To Decommission a Cannon

Some jobs are so interesting, yet so terrible at the same time.

 

Earlier this year we were contacted by a client who wanted us to help him with his Cannon.  It’s not every day you get to work on a cannon!  This one was a family heirloom and the client wanted to hang onto it.  Unfortunately, Border Force were having none of this, and classified it as “an item of warfare”.

Two hundred and fifty years ago they may have been right.  The biggest risk to public safety this cannon posed was if you dropped it on your foot – it was extremely heavy.  The reason we employ people to positions (and not simply use a machine to follow a program) is so they can use discretion to decide if certain measures are necessary.  This is a prime example of a person thinking like a machine and without any consideration for the historical value of this Napoleonic vintage cannon.  But that’s a rant for another time.  In the end there was no negotiation with Border Force – the gun had to be rendered innocuous.

 

The Cannon was manufactured by the Dutch in 1764 to the best of our knowledge.  The Napoleonic wars that followed resulted in much of southern Holland being incorporated into the French Republic in the late 18th century, with the remainder being absorbed in the early 19th century.  As a result, the Metric system replaced the measurement system that was used in Holland prior to the wars.  The cannon that we were asked to render measured 44.4mm – Inch and three quarter.  This was an imperial dimension Dutch cannon, meaning this cannon was definitely manufactured prior to the Napoleonic war.

To render the firearm, while maintaining its originality, we drilled two one-inch holes in the bottom – one in the chamber and one half way down the barrel.  This is so the gun can never hold a charge and so it will never be able to propel a projectile.
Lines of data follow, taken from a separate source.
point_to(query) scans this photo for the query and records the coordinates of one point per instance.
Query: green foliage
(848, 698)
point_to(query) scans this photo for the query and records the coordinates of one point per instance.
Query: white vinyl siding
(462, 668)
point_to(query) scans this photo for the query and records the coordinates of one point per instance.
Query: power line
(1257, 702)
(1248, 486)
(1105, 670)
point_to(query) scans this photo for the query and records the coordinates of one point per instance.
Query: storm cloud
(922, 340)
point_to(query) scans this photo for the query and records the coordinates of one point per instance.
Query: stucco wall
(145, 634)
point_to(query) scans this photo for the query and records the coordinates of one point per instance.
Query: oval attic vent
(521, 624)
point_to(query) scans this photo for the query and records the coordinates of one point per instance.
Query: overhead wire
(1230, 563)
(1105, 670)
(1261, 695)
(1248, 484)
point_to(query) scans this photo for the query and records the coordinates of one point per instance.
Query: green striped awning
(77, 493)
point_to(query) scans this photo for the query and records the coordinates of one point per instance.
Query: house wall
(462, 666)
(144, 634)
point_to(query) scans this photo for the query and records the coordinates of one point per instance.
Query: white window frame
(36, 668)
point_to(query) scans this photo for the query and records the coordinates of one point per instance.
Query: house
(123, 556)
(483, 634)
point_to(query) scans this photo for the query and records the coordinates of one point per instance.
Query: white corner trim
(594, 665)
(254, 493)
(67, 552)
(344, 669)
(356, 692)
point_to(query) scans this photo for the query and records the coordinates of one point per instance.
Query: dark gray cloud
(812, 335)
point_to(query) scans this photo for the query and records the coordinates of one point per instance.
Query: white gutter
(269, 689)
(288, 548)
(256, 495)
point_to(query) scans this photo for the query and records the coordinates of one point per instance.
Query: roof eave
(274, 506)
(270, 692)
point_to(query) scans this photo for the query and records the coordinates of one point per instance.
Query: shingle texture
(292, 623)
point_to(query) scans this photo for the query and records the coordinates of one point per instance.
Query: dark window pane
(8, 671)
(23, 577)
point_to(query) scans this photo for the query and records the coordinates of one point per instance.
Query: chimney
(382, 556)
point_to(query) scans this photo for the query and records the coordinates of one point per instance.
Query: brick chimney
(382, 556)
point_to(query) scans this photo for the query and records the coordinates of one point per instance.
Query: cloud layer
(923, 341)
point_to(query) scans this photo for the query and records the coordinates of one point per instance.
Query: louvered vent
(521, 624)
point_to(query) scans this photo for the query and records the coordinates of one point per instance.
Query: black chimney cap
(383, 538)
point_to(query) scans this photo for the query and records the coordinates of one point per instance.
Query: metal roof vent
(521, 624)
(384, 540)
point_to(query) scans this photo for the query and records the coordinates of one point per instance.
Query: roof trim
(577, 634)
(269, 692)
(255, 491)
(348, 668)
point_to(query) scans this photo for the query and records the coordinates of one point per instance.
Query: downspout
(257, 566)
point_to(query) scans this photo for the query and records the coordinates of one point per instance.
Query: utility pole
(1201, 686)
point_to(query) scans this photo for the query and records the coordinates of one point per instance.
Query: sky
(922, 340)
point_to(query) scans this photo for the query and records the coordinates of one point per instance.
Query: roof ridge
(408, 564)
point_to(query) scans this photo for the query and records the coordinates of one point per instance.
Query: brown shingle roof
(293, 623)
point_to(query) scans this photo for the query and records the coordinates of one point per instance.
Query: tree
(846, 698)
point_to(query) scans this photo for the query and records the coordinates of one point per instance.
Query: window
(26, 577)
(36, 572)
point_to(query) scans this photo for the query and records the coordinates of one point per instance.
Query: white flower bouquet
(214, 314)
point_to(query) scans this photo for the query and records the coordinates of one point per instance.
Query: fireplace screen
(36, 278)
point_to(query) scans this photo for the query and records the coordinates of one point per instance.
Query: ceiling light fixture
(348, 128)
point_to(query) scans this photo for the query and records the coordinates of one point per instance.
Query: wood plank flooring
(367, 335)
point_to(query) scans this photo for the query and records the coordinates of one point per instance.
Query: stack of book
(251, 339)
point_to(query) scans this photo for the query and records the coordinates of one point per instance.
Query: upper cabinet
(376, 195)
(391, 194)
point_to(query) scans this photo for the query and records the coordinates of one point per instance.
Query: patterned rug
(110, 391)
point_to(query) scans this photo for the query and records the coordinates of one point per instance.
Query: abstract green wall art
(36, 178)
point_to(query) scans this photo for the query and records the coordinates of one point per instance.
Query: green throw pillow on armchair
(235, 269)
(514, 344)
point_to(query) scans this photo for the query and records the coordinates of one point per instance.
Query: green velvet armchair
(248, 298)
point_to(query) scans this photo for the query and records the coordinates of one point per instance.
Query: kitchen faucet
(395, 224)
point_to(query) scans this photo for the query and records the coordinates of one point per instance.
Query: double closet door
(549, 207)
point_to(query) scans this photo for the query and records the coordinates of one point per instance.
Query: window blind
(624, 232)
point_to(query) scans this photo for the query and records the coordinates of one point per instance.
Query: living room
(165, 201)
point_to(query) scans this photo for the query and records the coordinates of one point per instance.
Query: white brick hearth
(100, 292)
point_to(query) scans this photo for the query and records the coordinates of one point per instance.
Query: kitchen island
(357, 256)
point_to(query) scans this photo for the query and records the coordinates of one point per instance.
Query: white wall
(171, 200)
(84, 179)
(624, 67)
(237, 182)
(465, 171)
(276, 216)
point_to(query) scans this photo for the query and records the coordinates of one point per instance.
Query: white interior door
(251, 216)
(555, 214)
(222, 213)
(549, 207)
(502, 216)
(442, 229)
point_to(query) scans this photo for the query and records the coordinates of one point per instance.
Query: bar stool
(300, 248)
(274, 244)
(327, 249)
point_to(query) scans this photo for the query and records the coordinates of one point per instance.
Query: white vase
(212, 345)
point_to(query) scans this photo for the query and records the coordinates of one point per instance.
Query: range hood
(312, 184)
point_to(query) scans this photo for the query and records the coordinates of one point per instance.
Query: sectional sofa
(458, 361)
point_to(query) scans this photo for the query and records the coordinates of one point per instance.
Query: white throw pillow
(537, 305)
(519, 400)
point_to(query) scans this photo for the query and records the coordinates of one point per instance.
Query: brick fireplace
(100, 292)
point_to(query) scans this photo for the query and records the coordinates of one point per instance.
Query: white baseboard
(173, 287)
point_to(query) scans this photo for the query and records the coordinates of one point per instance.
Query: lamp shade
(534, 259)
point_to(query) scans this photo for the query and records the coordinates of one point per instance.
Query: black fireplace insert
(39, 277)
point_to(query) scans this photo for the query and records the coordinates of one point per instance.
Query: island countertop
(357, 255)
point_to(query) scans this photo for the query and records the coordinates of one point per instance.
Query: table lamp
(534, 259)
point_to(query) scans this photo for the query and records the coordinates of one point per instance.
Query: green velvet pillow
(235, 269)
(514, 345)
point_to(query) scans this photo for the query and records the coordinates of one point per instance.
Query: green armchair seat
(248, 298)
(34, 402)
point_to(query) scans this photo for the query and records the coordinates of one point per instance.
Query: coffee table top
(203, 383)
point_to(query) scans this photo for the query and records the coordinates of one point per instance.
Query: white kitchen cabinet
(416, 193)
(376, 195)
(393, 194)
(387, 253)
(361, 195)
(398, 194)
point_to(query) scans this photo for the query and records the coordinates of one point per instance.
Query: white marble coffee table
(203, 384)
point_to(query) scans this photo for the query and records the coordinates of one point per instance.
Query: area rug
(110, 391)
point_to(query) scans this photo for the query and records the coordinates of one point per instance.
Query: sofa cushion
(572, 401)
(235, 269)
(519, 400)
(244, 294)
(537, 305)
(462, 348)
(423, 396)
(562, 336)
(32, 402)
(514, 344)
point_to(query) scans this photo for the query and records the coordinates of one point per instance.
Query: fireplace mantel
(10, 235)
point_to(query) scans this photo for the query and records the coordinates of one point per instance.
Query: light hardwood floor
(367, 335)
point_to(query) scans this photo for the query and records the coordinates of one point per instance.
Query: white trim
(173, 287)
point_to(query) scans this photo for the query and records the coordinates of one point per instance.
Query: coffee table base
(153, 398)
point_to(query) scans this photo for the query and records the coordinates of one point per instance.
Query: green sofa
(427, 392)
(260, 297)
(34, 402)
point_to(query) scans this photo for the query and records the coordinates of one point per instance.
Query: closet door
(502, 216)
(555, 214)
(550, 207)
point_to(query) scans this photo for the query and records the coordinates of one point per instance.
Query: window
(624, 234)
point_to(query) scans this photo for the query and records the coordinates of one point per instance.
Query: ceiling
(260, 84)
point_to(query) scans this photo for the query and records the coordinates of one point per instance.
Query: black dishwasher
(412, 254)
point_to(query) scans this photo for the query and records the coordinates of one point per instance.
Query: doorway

This cannon was manufactured from brass – this means fixing anything inside would take a monumental amount of heat.  We were able to manufacture a brass plug and fix it into place, through the hole underneath, without ruining the finish on the cannon.  Bill is certainly a master when it comes to heating things.

The finished product is entirely inert, and we were able to maintain the originality of the gun where possible.  We’re hoping that this gun stays in the family for a few more generations.

 

I wonder if the Dutch government or our own historical academics are as enthused with Border Force having this gun rendered as the client was?